- ASX SPI 200 futures up 0.6% to 7,171.00
- Dow Average up 0.5% to 33,061.57
- Aussie up 1.1% to 0.6573 per US$
- U.S. 10-year yield fell 4.9bps to 3.5950%
- Australia 3-year bond yield rose 1 bp to 3.38%
- Australia 10-year bond yield rose 1 bp to 3.62%
- Gold spot up 0.8% to $1,977.56
- Brent futures up 2.4% to $74.37/bbl
- 11:00: (AU) Australia to Sell A$500 Million 4.25% 2026 Bonds
- 11:30: (AU) April Investor Loan Value MoM, prior 3.7%
- 11:30: (AU) April Owner-Occupier Loan Value MoM, prior 5.5%
- 11:30: (AU) April Home Loans Value MoM, est. 2.0%, prior 4.9%
A renewed rally in tech giants extended this year’s surge in the S&P 500 to almost 10% ahead of Friday’s jobs report amid bets the Federal Reserve will pause its interest-rate hikes in June.
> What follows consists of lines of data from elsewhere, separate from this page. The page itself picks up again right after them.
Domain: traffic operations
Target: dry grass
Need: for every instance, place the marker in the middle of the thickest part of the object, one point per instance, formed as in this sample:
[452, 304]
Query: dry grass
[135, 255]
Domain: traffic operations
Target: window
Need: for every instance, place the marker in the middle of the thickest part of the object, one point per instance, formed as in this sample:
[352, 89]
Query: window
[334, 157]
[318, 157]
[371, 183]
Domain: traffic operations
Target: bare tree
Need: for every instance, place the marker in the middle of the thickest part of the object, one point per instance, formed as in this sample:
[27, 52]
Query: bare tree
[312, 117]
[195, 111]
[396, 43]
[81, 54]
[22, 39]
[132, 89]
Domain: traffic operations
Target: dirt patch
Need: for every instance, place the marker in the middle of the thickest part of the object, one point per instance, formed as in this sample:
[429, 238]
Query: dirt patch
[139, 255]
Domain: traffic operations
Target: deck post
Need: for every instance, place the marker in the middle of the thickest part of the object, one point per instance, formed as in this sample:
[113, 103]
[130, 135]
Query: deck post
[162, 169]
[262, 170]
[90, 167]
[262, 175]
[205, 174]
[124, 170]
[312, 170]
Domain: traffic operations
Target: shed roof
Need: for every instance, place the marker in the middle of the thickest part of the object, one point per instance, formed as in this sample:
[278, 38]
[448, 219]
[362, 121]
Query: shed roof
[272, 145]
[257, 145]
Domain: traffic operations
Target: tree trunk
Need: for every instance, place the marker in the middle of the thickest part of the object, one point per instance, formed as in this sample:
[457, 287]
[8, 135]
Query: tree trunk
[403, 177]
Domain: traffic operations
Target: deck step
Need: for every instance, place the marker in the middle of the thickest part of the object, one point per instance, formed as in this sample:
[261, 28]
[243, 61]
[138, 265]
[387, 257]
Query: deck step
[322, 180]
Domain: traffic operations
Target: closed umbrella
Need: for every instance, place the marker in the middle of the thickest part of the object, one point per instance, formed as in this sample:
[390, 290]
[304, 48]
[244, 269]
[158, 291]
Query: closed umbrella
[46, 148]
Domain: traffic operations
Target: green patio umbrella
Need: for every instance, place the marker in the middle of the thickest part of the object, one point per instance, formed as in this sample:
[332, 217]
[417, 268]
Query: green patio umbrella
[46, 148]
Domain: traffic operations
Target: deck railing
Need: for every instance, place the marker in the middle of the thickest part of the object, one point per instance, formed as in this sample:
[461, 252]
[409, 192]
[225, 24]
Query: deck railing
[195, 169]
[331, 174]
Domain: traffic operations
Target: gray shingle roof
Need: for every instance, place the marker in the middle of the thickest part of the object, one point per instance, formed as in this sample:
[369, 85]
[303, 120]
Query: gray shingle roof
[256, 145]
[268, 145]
The S&P 500 rose 1% on Thursday, reclaiming its 4,200 mark. A contrarian indicator from Bank of America Corp. that tracks Wall Street strategists’ average recommended allocation to stocks is the closest it has been to notching a “buy” signal in over six years.
Traders also geared up for the monthly jobs report on Friday, with forecasters projecting a moderation in the pace of hiring that could potentially allow the Fed to pause its tightening policy in June.
Fed Bank of Philadelphia President Patrick Harker said “we should at least skip this meeting in terms of an increase. In an essay Thursday, his St. Louis counterpart James Bullard, said he believes interest rates are at the low end of what’s likely to be sufficiently restrictive to bring down inflation.
Meantime, the Treasury is considering postponing its regular three- and six-month bill auctions “tentatively” scheduled for next Monday if constraints around the statutory debt limit remain.
Senators scrambled Thursday to agree on a plan for swift consideration of the debt-limit deal forged by President Joe Biden and House Speaker Kevin McCarthy ahead of a June 5 deadline to avert a destabilizing default.
Australia’s Trade Minister Don Farrell will head to Brussels this weekend for the final rounds of negotiations on a free trade agreement with the European Union, which both sides signaled may be completed by the end of the European summer.
The visit would include a meeting with EU Trade Commissioner Valdis Dombrovskis on Monday, Farrell said in Canberra on Thursday, as part of a speech in which he pushed for greater trade diversification for the Australian economy.
Both the EU and Australia are pushing to seal the agreement within months, which would remove restrictions on a wide range of agricultural produce as well as boost supply chains of Australia’s critical minerals to European nations.
One of the major sticking points in the negotiations, however, has been EU’s demand for geographical indication protection to hundreds of products that could affect the branding of Australia’s exports such as wine and cheese. To this, Farrell said Australian prosecco producers shouldn’t look to begin relabeling their products “just yet.”
“These people who produce those products, it’s not just an economic issue, this is a way in which they’ve maintained links with their mother country,” Farrell said. “So for them it’s not just an economic issue, it’s an emotional issue.”
Farrell said he didn’t want to just “sign a deal for the sake of it” and would be willing to prolong negotiations if he deemed the agreement wasn’t fair.
During his speech, the trade minister encouraged businesses to expand export portfolios and warned against “over reliance on any single trading partner.” Australian agricultural producers struggled to find new export markets in 2020 after the country’s largest trading partner China suddenly imposed a range of trade sanctions on Australian produce.
“Across the private sector, any business that relied on a single client, would be destined for failure, so too for global trading economies,” Farrell said.